Note
Access to this page requires authorization. You can try signing in or changing directories.
Access to this page requires authorization. You can try changing directories.
Applies to: IoT Edge 1.5
Important
IoT Edge 1.5 LTS is the supported release. IoT Edge 1.4 LTS is end of life as of November 12, 2024. If you are on an earlier release, see Update IoT Edge.
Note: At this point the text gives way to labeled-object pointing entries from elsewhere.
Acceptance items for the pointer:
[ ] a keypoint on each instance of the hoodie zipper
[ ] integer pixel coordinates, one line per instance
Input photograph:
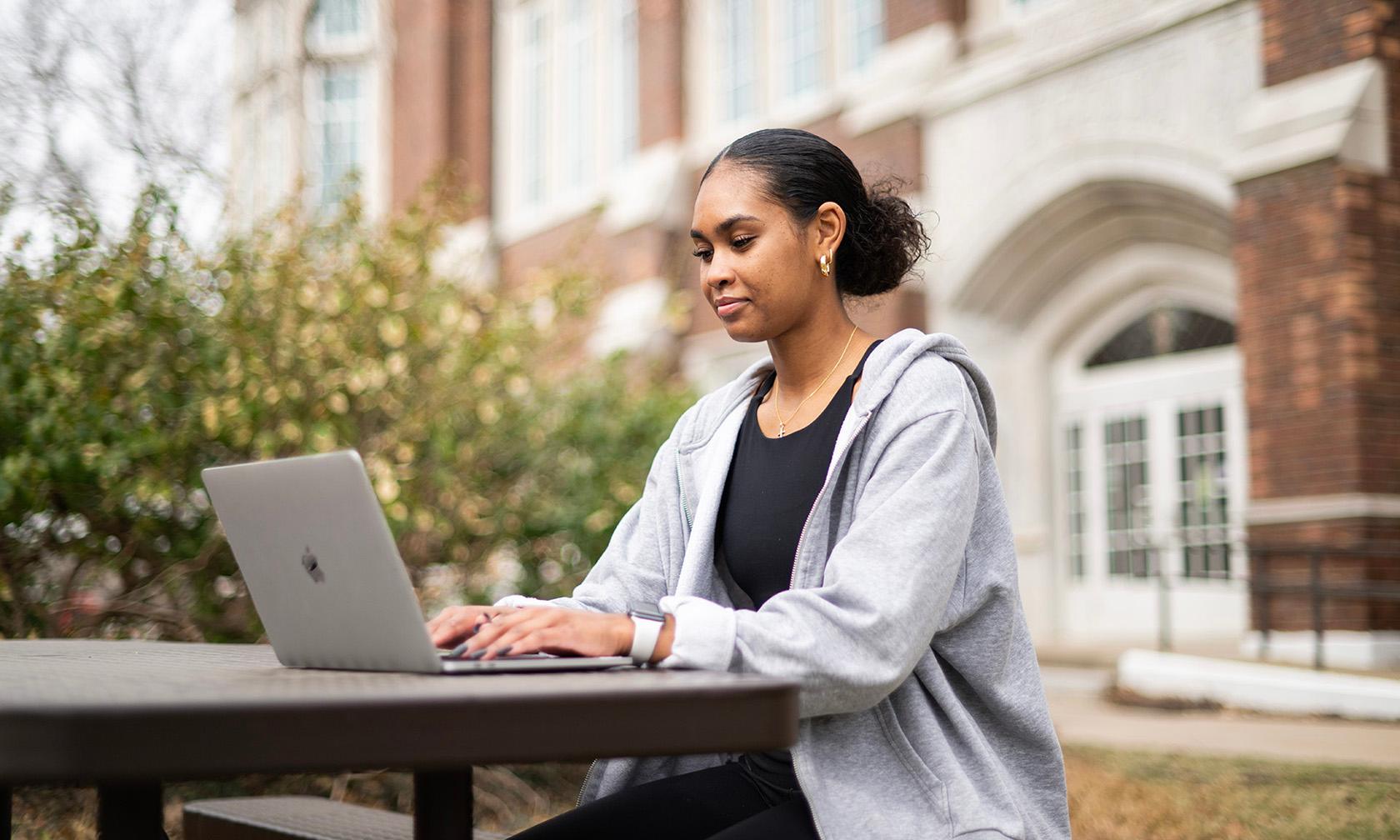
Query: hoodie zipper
(792, 578)
(685, 510)
(819, 493)
(681, 483)
(584, 788)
In this article, you learn the concepts and techniques for implementing both observability dimensions: measuring and monitoring and troubleshooting. You learn about the following topics:
- Define which service performance indicators to monitor
- Measure service performance indicators by using metrics
- Monitor metrics and detect issues by using Azure Monitor workbooks
- Troubleshoot basic issues by using curated workbooks
- Troubleshoot advanced issues by using distributed tracing and correlated logs
- Optionally, deploy a sample scenario to Azure to practice what you learn
Scenario
To go beyond abstract considerations, let's use a real-life scenario that collects ocean surface temperatures from sensors into Azure IoT.
La Niña
The La Niña service measures surface temperature in the Pacific Ocean to predict La Niña winters. Buoys in the ocean have IoT Edge devices that send surface temperature data to Azure Cloud. A custom module on each IoT Edge device preprocesses the telemetry data before sending it to the cloud. In the cloud, backend Azure Functions process the data and save it to Azure Blob Storage. Clients of the service, like ML inference workflows, decision-making systems, and different UIs, can get messages with temperature data from Azure Blob Storage.
Measuring and monitoring
Let's build a measuring and monitoring solution for the La Niña service focusing on its business value.
What do we measure and monitor
To understand what we're going to monitor, we must understand what the service actually does and what the service clients expect from the system. In this scenario, the expectations of a common La Niña service consumer might be categorized by the following factors:
- Coverage. The data is coming from most installed buoys
- Freshness. The data coming from the buoys is fresh and relevant
- Throughput. The temperature data is delivered from the buoys without significant delays
- Correctness. The ratio of lost messages (errors) is small
The satisfaction regarding these factors means that the service works according to the client's expectations.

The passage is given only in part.